Il y avait d’autres aspects de l’accord. La Chine a promis (encore) de réduire les exportations de précurseurs chimiques utilisés pour produire du fentanyl, qui serait responsable de la mort de près de cinquante mille Américains en 2024, et les États-Unis ont accepté de réduire de moitié (de 20 à 10 pour cent) les droits de douane sur les exportations chinoises imposés en raison de leurs exportations de précurseurs chimiques. Ainsi, les droits de douane ont fonctionné comme une source de levier sur ce qui est fondamentalement une question importante mais non économique, à condition que la Chine adhère réellement à l’accord cette fois-ci. Sinon, j’imagine que ces tarifs pourraient augmenter.

En outre, la Chine a accepté d’acheter à nouveau du soja américain – pas dans les mêmes quantités qu’auparavant – mais néanmoins en quantité importante. Aux termes du nouvel accord, les États-Unis exporteront 12 millions de tonnes de soja cette saison et au moins 25 millions de tonnes par an au cours des trois prochaines années. En 2020, la Chine a acheté 34 millions de tonnes. Cela pourrait potentiellement aider les agriculteurs américains, à condition qu’ils parviennent à devancer les autres fournisseurs chinois (principalement l’Argentine et le Brésil) et à rétablir leurs canaux de distribution.

Et les deux dirigeants ont convenu de travailler à une solution concernant TikTok, dont la résolution avait déjà été annoncée au moins deux fois auparavant.

L’accord comporte d’autres éléments, notamment l’intention de la Chine d’acheter d’autres produits agricoles et potentiellement du gaz naturel. Les États-Unis ont à leur tour accepté de supprimer les frais portuaires sur les navires chinois.

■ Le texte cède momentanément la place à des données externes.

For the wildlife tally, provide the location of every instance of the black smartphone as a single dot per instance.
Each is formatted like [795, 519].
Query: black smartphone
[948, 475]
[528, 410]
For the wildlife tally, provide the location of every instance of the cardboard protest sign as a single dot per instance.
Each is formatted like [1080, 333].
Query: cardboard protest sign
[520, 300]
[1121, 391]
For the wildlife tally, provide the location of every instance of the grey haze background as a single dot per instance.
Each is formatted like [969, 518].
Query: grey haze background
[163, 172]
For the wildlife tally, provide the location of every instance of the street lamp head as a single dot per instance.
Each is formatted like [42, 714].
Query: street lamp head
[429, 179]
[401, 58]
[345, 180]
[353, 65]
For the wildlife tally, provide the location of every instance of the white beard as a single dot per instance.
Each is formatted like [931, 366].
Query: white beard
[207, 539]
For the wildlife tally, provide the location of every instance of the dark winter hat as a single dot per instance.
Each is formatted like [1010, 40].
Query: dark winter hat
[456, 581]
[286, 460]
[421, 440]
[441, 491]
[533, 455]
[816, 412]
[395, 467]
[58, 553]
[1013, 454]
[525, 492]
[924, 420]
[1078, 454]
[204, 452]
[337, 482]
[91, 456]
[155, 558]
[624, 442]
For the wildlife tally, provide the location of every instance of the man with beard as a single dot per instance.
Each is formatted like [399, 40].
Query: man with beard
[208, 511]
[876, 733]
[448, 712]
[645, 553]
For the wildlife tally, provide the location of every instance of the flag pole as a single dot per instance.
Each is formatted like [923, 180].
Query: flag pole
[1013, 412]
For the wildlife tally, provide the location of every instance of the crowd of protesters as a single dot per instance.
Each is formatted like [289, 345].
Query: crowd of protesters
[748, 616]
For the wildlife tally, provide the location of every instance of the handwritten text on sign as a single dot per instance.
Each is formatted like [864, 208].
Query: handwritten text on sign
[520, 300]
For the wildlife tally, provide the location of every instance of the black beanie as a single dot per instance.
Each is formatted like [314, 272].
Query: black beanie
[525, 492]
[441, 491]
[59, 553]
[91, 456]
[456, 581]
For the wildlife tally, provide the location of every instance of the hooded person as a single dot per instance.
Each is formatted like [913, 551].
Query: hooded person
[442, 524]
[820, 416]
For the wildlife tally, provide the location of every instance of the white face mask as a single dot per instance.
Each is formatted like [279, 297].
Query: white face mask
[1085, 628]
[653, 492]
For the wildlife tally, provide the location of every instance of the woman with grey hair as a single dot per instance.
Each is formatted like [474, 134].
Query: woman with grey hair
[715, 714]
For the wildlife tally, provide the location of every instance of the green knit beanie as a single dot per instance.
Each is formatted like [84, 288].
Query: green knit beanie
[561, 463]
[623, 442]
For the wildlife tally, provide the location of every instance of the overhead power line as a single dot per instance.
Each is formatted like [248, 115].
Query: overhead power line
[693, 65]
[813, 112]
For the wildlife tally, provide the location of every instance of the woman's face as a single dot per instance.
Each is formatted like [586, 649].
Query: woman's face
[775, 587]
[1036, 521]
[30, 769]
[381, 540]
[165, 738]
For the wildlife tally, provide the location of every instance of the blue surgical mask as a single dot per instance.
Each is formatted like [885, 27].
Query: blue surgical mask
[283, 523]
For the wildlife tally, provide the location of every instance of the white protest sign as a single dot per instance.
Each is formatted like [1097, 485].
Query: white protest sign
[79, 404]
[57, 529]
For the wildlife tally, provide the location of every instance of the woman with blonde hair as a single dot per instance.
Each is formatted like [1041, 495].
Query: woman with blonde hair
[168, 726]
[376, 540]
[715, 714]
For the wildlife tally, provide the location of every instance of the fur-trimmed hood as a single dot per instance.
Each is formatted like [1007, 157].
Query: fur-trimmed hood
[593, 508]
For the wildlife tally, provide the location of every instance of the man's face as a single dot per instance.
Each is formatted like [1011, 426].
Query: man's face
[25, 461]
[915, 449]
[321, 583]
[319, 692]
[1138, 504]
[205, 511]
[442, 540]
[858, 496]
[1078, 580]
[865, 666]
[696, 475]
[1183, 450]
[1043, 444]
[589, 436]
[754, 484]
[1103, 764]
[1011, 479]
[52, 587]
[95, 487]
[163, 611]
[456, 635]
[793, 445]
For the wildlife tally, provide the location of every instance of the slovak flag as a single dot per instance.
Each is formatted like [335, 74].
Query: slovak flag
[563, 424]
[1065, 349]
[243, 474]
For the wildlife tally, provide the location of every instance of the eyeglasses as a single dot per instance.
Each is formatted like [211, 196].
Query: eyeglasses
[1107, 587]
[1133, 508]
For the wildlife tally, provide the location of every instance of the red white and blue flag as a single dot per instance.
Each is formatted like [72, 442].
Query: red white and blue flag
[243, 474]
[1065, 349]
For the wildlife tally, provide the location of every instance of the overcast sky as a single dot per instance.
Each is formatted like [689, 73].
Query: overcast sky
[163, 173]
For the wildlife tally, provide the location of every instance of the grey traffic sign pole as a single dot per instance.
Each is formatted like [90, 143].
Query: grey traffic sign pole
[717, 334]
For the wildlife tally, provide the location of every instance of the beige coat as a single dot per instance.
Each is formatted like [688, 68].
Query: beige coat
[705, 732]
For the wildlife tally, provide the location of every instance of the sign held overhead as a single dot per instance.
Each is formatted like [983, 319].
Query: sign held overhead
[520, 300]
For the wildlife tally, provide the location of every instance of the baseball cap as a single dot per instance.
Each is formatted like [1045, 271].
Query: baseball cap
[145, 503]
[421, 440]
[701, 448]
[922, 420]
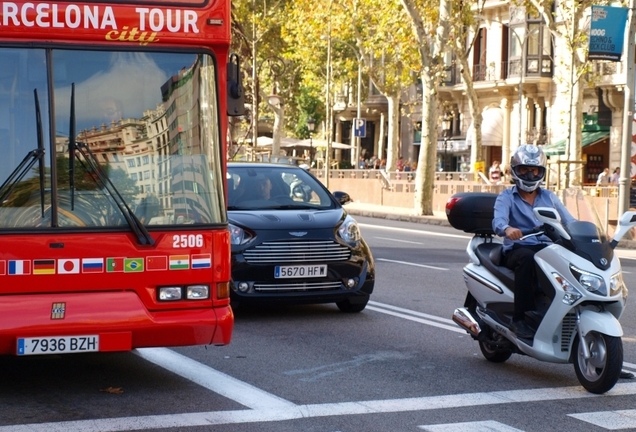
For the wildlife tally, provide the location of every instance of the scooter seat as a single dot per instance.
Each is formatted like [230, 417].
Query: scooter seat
[490, 256]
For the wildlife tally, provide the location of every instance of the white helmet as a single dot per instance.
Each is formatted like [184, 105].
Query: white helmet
[527, 167]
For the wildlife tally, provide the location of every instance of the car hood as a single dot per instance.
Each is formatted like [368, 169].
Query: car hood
[286, 219]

Je ne veux pas minimiser l’accord, mais depuis quand la relation entre les deux plus grandes économies du monde se résume-t-elle à une drogue illégale, une poignée d’exportations de matières premières et une plateforme de médias sociaux ? Le fentanyl est un grave fléau pour la société américaine, les agriculteurs américains seront soulagés de voir l’opportunité d’obtenir des prix plus élevés pour leur soja, et les adolescents américains seront ravis de continuer à partager des vidéos de danse idiotes. Mais il est également intéressant de noter ce dont nous ne parlons pas.

Il est révolu le temps où l’ordre du jour était axé sur la stratégie globale de la Chine consistant à protéger son industrie nationale, à voler la propriété intellectuelle, à subventionner les capacités excédentaires et à mener une stratégie d’exportation prédatrice au détriment de l’industrie manufacturière d’autres pays. Finies les discussions sur la nécessité pour la Chine de s’engager dans les réformes intérieures nécessaires pour rééquilibrer son économie, promouvoir une croissance tirée par la demande intérieure plutôt que par les exportations et jouer un rôle plus constructif dans l’économie mondiale.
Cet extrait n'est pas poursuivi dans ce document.